Hubungan persahabatan ini ternyata tidak
terhenti pada hubungan politik, melainkan berkembang menjadi hubungan batin
yang erat. Minerva menikah dengan Manuel Aurelio Tavarez Justo (Manolo) pada
tanggal 20 November 1955, sedangkan Ma-Te (panggilan akrab Maria-Teresa)
menikah dengan Leandro Guzmán pada tanggal 14 Februari 1958.
Pada tanggal 14 Juni 1959, “Dominican
Liberation Movement” (Gerakan Pembebasan Dominika), yang beranggotakan
para pelarian politik dan orang muda Dominika yang tinggal di luar negeri,
mengirimkan sebuah pasukan sukarelawan ke kota Constanza, Maimón dan Estero
Hondo, kota-kota di selatan Dominika. Penyerbuan ini dipimpin oleh Enrique
Jimenez Moya. Penyerbuan yang diberi sandi “Luperion Invasion” ini
dapat digagalkan setelah Angkatan Darat dan Angkatan Udara Dominika mengerahkan
pasukan besar untuk menumpasnya. Namun, sekalipun upaya ini gagal, benih-benih
pemberontakan semakin tertanam di negeri Dominika.
Tidak lama setelah “Luperion Invasion” digagalkan,
terbentuklah “Gerakan 14 Juni”. Ini adalah sebuah organisasi perlawanan bawah
tanah di Mao, sebuah kota di propinsi Valverde, yang terbentuk pada tanggal 10
Januari 1960. Manolo adalah ketua umumnya, sedangkan seorang bernama Pipe Faxa
menjadi sekretaris jenderalnya. Leandro sendiri adalah bendahara organisasi
ini. Dalam “Gerakan 14 Juni” ini, bergabung pula Minerva dan Maria Teresa.

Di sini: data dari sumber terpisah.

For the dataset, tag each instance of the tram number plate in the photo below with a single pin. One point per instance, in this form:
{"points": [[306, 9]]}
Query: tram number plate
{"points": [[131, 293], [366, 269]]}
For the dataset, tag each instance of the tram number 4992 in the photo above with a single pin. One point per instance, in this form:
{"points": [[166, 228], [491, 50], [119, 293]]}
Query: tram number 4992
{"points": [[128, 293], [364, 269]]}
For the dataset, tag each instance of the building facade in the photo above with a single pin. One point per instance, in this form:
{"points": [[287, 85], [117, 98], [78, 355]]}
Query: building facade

Patria Mirabal dan suaminya, Pedro Gonzalez menyusul tidak lama kemudian.
Karena ketiga kakak-beradik dari keluarga Mirabal ini (Minerva, Maria Teresa
dan Patria) telah bergabung, maka mereka bertiga kemudian dikenal sebagai “las
Miraposas” (para kupu-kupu). Nama sandi “las Miraposas” (para
kupu-kupu), menjadi sebuah simbol keikutsertaan aktif kaum perempuan dalam
pergerakan politik melawan kediktatoran. Mereka kerap menjalin koordinasi,
kolaborasi dan komunikasi di tengah kelas pekerja Dominika dan beberapa pastor
paroki setempat yang concern pada gulat-geliat perjuangan
mereka.
Pada 20 Januari, Maria Teresa ditahan di
Pangkalan Militer Salcedo dan dibebaskan pada hari yang sama. Dua hari
kemudian, 22 Januari, Maria Teresa dan Minerva di tangkap lagi dan dibawa ke La
Cuarenta. Kedua bersaudara ini akhirnya dibebaskan pada tanggal 18 Agustus
1960. Sementara itu, Patria Mirabal dan Pedro Gonzales menyediakan rumah mereka
untuk dipakai sebagai basis konsolidasi gerakan revolusi. Oleh karena itulah,
rumah ini mendapatkan sebuah “julukan” bahwa: di meja makan, selain tersedia
telur setengah matang juga terdapat bom rakitan yang siap sedia meledak. Patria
Mirabal sendiri memandang pergerakan untuk melawan kediktatoran sebagai
perjuangan suci, karena ia sangat peduli terhadap masa depan republik bagi
anak-anaknya kelak, seperti yang pernah ia katakan bahwa: “Kita tak
boleh biarkan anak-anak kita hidup di bawah rezim yang korup dan tiran, kita
harus berjuang melawannya, dan saya siap memberikan segalanya, termasuk jiwa
raga saya jika perlu.”
Dalam perkembangan waktu, “Gerakan 14 Juni” di Mao ini akhirnya bocor juga ke telinga rezim “El Jefe”. Tidak lama setelah itu, penangkapan-penangkapanpun dimulai. Lebih dari seratus orang anggota “Gerakan 14 Juni” ditangkap dan ditahan di penjara paling mengerikan di Dominika, La Cuarenta. Di penjara inilah, terdapat fasilitas penyiksaan yang paling lengkap dan paling canggih dari rezim militer Trujillo. Minerva, Maria Teresa dan para suami mereka juga ditempatkan di sini. Belakangan, suami Patria juga ditahan.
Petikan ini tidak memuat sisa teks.